Societal awareness regarding viral Hepatitis in developed and developing countries
(1) Singapore American School, Singapore, (2) Department of Gastroenterology, Asian Vivekanand Super Specialty Hospital, Moradabad, India
Acute viral hepatitis is a condition in which healthy liver tissue gets inflamed, whereas chronic viral hepatitis can reach the point of cirrhosis and sometimes end-stage liver cancer. The disease, in its chronic form, causes detrimental amounts of scar tissue that stifle the liver's functionality and leads to organ failure. Many cases of viral hepatitis are easily preventable if caught early; however, a lack of public awareness regarding often leads to diagnoses near the final stages of disease when it is most lethal. Thus, we wanted to understand to what extent an individual's sex, age, education and country of residence (India or Singapore) impacts disease identification. We sent out a survey and quiz to residents in India (n = 239) and Singapore (n = 130) with questions that test their knowledge and awareness of the disease.

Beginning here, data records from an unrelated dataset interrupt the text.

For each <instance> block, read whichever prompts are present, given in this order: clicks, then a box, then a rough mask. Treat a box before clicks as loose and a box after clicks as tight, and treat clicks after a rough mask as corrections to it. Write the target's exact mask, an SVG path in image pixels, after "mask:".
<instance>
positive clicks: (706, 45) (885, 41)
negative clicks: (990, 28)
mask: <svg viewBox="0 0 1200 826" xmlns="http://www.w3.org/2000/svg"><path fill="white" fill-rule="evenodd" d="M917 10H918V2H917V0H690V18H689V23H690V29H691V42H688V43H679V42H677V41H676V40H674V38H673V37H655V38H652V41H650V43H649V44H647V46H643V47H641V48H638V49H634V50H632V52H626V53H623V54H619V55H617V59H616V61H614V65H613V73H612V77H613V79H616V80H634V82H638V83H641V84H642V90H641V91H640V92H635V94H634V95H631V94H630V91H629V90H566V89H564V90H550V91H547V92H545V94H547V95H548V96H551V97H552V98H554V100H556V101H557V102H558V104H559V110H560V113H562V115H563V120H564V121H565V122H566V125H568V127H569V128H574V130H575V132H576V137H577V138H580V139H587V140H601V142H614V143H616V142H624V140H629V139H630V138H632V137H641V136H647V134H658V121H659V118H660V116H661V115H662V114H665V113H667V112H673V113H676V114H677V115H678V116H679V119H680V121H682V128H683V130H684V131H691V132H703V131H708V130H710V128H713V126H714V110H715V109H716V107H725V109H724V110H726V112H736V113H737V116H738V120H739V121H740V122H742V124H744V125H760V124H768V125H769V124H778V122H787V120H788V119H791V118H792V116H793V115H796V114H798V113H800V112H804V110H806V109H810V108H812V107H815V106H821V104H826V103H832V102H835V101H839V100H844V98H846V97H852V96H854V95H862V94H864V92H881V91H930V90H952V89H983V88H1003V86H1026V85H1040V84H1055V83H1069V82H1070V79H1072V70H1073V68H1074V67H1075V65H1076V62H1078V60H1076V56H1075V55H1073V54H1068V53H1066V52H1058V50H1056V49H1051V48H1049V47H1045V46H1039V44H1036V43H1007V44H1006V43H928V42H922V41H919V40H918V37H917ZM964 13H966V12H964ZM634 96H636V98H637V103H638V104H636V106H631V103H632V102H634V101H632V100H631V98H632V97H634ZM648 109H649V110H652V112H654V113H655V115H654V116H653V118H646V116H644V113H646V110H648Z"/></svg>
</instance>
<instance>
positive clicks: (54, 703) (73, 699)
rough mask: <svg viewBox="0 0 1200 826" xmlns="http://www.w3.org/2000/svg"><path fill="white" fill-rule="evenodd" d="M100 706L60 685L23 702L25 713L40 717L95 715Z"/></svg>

We hypothesized that older and more educated individuals would score higher because they are more experienced, but that the Indian population will not be as knowledgeable as the Singaporean population because they do not have as many resources, such as socioeconomic access to schools and accessibility to healthcare, available to them. Additionally, we predicted that there would not be any notable differences between make and females. The results revealed that the accuracy for all groups we looked at was primarily below 50%, demonstrating a severe knowledge gap. Therefore, we concluded that if more medical professionals discussed viral hepatitis during hospital visits and in schools, patients can avoid the end stages of the disease in notable cases.